The context: an Internet facing web site, streaming near real-time market prices. Paying customers can be anywhere on the Internet.

The issue: Customers can experience total packet loss for 10s, 30s and more. This brings the TCP connection delivering the prices to a halt, thus rendering the website useless. All connectivity from the data center to the peering points have been sized correctly, and have capacity to spare.

It has been asserted that this is commonplace in public Internet. My gut however says no, and all of my experience as a consumer is to the contrary, however I have no hard facts to draw upon.

Presuming that packet loss is caused by congestion, when a route becomes congested surely the router holding that route will choose an alternate, and furthermore will do so more rapidly that 10s?

Finally, is there any feedback available when a route congests?

M.

Best Answer

The issue: Customers can experience total packet loss for 10s, 30s and more. This brings the TCP connection delivering the prices to a halt, thus rendering the website useless. All connectivity from the data center to the peering points have been sized correctly, and have capacity to spare.

It has been asserted that this is commonplace in public Internet. My gut however says no, and all of my experience as a consumer is to the contrary, however I have no hard facts to draw upon.

Your gut instinct is correct. Speaking as a guy who has built networks for the last 20 years, you should never blindly accept significant ongoing packet loss on a wired network, and do not let any equipment vendor or ISP tell you otherwise. Regular 10 to 30 second outages are unacceptable; if you have a choice, perhaps you could let your upstream know that you're going to start considering your options unless they take the problem seriously. The sad reality is that bandwidth isn't free, ISPs profit margins are usually quite low, and some providers will do everything they can to save money even if it means unhappy customers (crazy as that may sound).

Assuming I'm sending basic TCP traffic, the most packet loss I will accept for a public internet service (where you expect some loss from occasional over-subscription) is 0.10% over a 24 hour period, and no more than 0.50% over any 5 minute period Note 1.

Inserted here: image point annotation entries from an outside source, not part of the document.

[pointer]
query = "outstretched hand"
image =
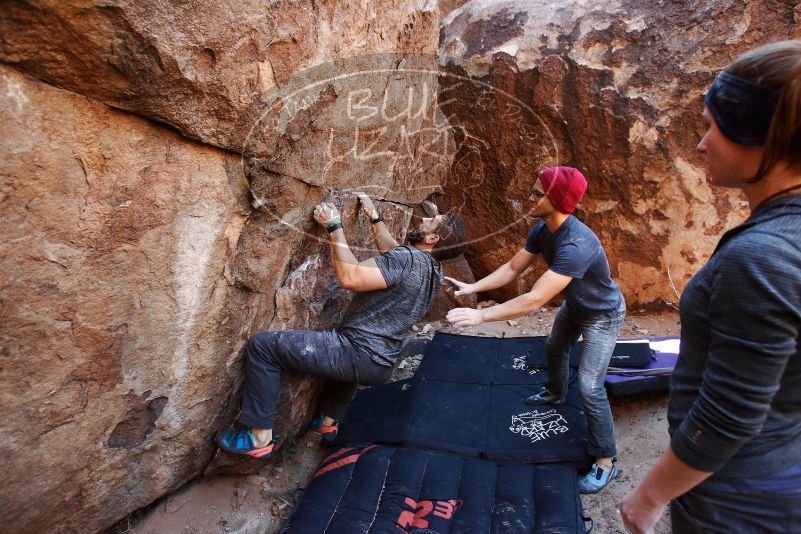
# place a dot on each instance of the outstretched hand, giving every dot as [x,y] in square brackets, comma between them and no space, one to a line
[325,213]
[639,516]
[465,317]
[462,288]
[368,207]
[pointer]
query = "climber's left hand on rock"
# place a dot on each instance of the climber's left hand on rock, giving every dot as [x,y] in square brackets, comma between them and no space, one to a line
[325,214]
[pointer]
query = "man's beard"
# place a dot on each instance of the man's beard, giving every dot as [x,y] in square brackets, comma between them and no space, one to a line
[415,237]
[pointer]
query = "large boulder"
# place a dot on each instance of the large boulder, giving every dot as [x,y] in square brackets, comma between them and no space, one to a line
[614,88]
[209,69]
[136,262]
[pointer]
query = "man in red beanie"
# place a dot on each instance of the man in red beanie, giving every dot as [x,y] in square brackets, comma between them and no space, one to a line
[593,308]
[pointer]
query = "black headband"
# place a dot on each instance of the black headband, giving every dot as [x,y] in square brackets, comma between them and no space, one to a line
[742,109]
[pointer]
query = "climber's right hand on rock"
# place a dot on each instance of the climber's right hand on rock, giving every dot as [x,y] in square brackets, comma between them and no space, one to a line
[461,287]
[325,214]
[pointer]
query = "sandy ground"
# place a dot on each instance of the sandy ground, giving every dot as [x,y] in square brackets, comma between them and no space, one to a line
[257,504]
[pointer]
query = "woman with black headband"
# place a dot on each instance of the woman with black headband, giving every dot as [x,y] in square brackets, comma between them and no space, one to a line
[734,461]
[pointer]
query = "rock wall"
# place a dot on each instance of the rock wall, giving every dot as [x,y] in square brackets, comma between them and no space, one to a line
[614,88]
[135,261]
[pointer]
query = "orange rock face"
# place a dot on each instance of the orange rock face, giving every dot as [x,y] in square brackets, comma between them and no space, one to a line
[136,262]
[614,89]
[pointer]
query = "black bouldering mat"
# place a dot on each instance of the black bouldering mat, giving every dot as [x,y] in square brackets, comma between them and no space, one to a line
[655,376]
[388,490]
[467,398]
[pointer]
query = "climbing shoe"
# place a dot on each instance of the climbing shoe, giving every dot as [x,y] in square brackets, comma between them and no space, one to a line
[242,442]
[327,432]
[597,479]
[544,397]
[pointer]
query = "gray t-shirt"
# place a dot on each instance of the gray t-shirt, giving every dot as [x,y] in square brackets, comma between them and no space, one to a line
[377,321]
[575,251]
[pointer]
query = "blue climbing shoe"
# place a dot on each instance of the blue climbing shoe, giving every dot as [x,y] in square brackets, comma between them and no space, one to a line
[597,479]
[241,442]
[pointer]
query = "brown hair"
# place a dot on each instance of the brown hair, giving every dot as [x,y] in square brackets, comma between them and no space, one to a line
[777,66]
[452,238]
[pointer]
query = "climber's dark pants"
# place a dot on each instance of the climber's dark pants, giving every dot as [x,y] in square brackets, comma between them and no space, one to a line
[326,354]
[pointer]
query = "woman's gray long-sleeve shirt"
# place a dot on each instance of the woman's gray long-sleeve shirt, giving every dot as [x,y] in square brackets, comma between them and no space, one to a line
[735,394]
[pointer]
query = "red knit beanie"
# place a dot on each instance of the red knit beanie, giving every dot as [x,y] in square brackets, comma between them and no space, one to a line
[564,187]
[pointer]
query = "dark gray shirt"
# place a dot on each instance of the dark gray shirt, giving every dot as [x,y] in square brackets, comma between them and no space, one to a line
[377,321]
[735,395]
[574,250]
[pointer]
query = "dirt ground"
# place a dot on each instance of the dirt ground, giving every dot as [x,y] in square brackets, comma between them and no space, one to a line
[257,504]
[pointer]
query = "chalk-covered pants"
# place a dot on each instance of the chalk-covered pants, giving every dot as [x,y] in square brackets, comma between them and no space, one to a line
[327,354]
[599,335]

I tolerate 0.0% packet loss inside our wired corporate network Note 2. As long as the packet drops are not expected, corporate network engineers should upgrade their circuits (or LAN) if they start seeing packet loss.

Presuming that packet loss is caused by congestion, when a route becomes congested surely the router holding that route will choose an alternate, and furthermore will do so more rapidly that 10s?

By default, routing protocols like OSPF or BGP won't re-route based on congestion unless the congestion makes them drop their routing protocol packets long enough to declare the neighbor down (on the order of 40 seconds to 120 seconds with default timers); the tricky issue here is that routing protocol packets are prioritized higher than other traffic in many vendors equipment. That means the circuit has to be really congested for that whole interval before the routing protocols will drop.

Finally, is there any feedback available when a route congests?

There are technical tools for managing which upstream provider you choose for a given route (assuming you have multiple upstreams); consider Cisco's PfR as just one possible way to work around this problem.


Note 1: While I consider 0.5% packet loss over 5 minutes enough to notice, I wouldn't make a big deal out of it... this threshold is just a number where you can concede that there might start to be a noticable TCP performance problem; 0.5% loss probably isn't going to get your attention. However, if the packet loss is both regular and bad enough to notice (such as your case), insist that your provider fix the problem (as long as the loss is in their network).

Note 2: In my experience, some switches simply cannot operate with zero packet drops when multiple users are on this switch. At this point you have choices: A) Forklift all the existing switches (if the packet drop problem is big enough), B) Wait for a patch from the vendor to fix the issue, or C) Accept the packet drops as a "feature" of the switch. By way of example, I have faced this choice with the Cisco 3850's shared-buffer architecture.